Paper No. 1
Presentation Time: 8:05 AM
CONTROLS ON DOWNWASTING AND RETREAT, BERING GLACIER, ALASKA
Measurements of ice front retreat, annual downwasting, and summer rates of daily glacier surface lowering have been under investigation along the eastern Bering piedmont lobe since 1998. GPS mapping, basic survey techniques, and the morphology of deglaciated foreland terrain have led to the recognition of several controlling factors to complement weather and climate. Our data indicate that retreat is slowest (15-40 m/year) on gently inclined lee slopes where the ice front is relatively dry. Conversely, retreat is most rapid and variable (50-175 m/year) from wet, stoss slopes that support low discharge, ice-contact melt water streams that meander along the retreating ice front.
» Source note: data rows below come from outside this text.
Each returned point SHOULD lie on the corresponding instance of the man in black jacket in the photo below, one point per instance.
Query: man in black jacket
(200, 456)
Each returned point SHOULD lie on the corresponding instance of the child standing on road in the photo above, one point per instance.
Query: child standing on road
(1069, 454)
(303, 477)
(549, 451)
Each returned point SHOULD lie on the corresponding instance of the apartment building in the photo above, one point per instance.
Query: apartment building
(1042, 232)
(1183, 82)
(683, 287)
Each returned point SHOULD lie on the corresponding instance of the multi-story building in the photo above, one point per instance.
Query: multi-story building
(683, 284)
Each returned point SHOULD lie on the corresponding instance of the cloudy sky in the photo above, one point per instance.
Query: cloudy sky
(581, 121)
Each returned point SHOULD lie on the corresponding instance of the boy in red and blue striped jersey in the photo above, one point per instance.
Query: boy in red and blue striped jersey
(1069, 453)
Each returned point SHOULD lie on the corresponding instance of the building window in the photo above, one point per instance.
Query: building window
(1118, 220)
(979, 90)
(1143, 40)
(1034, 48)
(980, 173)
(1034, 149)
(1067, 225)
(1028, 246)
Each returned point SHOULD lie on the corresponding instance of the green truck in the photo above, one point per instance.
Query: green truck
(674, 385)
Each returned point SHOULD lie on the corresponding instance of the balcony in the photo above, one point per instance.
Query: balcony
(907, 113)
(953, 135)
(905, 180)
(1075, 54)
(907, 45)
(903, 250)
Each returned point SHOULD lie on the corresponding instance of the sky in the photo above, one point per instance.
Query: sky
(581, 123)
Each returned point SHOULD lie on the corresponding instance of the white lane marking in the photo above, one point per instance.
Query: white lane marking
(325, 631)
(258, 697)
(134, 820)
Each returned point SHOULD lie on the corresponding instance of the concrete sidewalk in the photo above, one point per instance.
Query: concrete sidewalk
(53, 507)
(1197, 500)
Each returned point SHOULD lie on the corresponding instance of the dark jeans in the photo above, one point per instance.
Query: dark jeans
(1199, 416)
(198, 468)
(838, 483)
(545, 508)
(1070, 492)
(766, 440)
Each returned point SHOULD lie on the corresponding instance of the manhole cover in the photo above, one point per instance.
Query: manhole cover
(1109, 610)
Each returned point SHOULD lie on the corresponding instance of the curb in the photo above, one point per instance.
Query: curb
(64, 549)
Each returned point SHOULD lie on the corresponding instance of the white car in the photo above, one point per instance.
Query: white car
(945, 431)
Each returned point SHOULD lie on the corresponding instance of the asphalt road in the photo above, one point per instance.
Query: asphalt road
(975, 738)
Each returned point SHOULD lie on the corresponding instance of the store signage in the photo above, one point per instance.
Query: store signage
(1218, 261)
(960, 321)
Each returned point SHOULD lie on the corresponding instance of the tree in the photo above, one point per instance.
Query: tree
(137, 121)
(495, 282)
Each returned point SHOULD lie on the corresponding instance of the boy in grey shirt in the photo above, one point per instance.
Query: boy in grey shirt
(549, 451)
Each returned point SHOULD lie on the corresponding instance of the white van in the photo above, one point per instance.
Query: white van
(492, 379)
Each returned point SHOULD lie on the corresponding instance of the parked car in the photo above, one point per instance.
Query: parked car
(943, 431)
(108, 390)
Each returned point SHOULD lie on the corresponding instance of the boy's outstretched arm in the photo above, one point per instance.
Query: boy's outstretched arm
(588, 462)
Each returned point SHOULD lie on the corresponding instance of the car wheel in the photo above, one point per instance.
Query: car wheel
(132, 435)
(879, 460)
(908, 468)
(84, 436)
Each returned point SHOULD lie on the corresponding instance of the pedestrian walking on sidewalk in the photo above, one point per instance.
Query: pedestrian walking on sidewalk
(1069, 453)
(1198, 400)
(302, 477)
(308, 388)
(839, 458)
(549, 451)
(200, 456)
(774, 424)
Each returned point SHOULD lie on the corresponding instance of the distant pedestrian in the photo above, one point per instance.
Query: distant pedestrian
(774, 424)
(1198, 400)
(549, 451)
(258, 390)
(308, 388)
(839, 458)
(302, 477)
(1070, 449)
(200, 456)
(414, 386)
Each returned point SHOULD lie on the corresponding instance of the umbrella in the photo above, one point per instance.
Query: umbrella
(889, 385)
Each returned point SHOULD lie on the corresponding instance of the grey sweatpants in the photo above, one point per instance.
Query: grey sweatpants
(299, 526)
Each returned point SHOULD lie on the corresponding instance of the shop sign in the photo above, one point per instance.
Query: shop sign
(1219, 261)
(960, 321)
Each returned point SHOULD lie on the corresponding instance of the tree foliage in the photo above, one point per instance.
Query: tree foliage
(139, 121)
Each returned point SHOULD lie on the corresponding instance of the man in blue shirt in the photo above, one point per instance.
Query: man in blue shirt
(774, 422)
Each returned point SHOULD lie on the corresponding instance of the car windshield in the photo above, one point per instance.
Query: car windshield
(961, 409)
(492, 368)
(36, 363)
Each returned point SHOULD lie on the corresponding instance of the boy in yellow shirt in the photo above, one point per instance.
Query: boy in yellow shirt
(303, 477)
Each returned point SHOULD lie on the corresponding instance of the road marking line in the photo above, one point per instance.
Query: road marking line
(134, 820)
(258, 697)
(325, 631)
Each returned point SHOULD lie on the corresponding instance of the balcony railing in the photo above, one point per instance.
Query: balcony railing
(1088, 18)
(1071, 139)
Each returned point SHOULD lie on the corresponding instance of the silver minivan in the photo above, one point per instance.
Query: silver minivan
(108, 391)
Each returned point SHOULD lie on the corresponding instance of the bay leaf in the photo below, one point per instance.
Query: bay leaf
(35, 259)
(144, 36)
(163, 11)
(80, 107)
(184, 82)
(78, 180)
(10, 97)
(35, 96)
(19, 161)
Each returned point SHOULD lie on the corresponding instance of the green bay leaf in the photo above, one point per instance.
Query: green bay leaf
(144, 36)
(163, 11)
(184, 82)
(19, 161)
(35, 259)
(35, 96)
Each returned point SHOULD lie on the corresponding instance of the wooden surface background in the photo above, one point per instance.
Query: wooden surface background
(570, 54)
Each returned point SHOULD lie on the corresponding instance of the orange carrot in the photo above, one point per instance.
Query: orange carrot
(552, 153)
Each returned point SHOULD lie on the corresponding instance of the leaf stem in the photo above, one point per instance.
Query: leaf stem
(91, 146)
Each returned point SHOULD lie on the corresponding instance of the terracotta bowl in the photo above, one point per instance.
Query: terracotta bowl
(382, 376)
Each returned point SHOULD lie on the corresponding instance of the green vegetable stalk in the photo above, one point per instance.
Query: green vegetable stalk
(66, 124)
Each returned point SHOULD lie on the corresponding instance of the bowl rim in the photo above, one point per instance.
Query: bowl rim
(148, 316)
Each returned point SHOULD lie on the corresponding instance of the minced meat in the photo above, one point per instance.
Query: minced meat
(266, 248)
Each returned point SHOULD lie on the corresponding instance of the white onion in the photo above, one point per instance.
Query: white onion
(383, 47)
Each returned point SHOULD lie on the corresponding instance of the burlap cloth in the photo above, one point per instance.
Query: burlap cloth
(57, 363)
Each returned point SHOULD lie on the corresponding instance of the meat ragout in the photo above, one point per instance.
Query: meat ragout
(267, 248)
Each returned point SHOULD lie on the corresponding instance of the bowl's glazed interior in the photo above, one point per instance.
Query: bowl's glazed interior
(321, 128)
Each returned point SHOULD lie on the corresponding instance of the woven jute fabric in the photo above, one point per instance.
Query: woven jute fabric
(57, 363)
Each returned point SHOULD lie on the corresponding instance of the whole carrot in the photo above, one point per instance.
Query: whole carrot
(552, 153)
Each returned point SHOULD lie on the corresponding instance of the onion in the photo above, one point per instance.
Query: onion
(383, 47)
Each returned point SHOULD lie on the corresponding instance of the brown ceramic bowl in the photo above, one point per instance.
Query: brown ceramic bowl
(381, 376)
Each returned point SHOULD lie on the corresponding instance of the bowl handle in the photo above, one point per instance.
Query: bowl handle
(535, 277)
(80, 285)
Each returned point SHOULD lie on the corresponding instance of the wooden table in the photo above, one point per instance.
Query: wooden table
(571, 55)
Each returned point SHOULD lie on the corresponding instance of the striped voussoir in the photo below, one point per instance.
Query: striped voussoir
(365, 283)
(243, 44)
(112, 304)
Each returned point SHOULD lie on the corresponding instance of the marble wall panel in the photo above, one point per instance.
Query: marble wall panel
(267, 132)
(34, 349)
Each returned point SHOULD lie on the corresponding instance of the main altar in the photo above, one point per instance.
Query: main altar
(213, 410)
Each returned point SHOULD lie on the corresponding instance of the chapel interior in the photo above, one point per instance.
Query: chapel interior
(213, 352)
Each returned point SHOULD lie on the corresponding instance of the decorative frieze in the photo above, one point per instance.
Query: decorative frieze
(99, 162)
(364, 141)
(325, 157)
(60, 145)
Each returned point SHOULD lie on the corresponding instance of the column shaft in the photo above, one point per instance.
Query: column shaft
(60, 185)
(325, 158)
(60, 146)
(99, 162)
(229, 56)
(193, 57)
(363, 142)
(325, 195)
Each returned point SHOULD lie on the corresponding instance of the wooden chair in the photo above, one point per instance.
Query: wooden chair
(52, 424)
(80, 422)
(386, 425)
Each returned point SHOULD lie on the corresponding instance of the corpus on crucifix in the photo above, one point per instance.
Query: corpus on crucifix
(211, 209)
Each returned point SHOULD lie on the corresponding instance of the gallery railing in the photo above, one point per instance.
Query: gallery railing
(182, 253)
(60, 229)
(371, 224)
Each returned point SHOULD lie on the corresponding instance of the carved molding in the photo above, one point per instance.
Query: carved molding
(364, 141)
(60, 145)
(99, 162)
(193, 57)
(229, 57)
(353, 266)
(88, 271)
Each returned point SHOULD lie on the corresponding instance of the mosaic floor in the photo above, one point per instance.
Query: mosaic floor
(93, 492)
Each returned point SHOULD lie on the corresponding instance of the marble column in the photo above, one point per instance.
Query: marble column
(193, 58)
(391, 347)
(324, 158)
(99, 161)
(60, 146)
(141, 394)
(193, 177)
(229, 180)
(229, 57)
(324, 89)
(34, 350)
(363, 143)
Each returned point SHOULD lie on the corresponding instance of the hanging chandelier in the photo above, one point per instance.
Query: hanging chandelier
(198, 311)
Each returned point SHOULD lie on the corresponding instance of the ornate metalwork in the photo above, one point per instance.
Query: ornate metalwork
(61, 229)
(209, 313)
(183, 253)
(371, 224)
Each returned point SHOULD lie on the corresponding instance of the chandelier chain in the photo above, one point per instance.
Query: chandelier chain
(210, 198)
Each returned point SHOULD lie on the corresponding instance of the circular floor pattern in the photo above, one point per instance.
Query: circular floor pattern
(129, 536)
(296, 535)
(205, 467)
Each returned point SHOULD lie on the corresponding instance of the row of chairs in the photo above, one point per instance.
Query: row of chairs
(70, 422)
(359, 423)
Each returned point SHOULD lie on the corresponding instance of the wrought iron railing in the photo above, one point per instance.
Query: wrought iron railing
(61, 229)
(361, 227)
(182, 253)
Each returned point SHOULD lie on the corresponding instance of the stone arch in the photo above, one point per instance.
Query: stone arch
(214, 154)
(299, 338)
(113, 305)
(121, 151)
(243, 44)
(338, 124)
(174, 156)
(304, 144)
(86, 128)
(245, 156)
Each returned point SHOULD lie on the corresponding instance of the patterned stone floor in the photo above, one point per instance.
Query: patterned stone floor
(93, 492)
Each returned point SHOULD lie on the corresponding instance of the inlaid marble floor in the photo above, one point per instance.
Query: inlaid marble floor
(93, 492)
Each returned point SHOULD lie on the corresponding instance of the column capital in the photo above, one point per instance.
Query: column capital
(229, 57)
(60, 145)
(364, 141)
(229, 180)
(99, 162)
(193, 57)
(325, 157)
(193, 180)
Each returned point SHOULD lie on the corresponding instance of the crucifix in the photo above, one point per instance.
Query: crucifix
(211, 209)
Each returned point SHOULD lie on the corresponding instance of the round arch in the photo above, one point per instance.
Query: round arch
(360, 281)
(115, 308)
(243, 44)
Furthermore, highly fractured, thin ice will retreat by calving at rates on the order of 100-600 m/year in areas of slow to passive movement into ice-contact lakes that exceed 30 m in depth. Rate of calving retreat is controlled by many factors, and is highly variable. Meter-long PVC pipes placed vertically within the glacier surface at multiple sites were in 2009 gradually exposed by mid summer downwasting at rates that varied between 7.7 and 8.6 cm/day, well within a multi-year database of 4.4 to 10.9 cm/day. As anticipated, sunny and dry weather results in greater rates then does overcast and rainy conditions. However, a consistent wind from ice-free terrain accelerates rates under all weather conditions. Yearly ice surface surveys extending 1 km upglacier from the terminus show that the ice surface is lowered by ablation an average of approximately 10 m/year. This rate appears to be linked to regional climate conditions.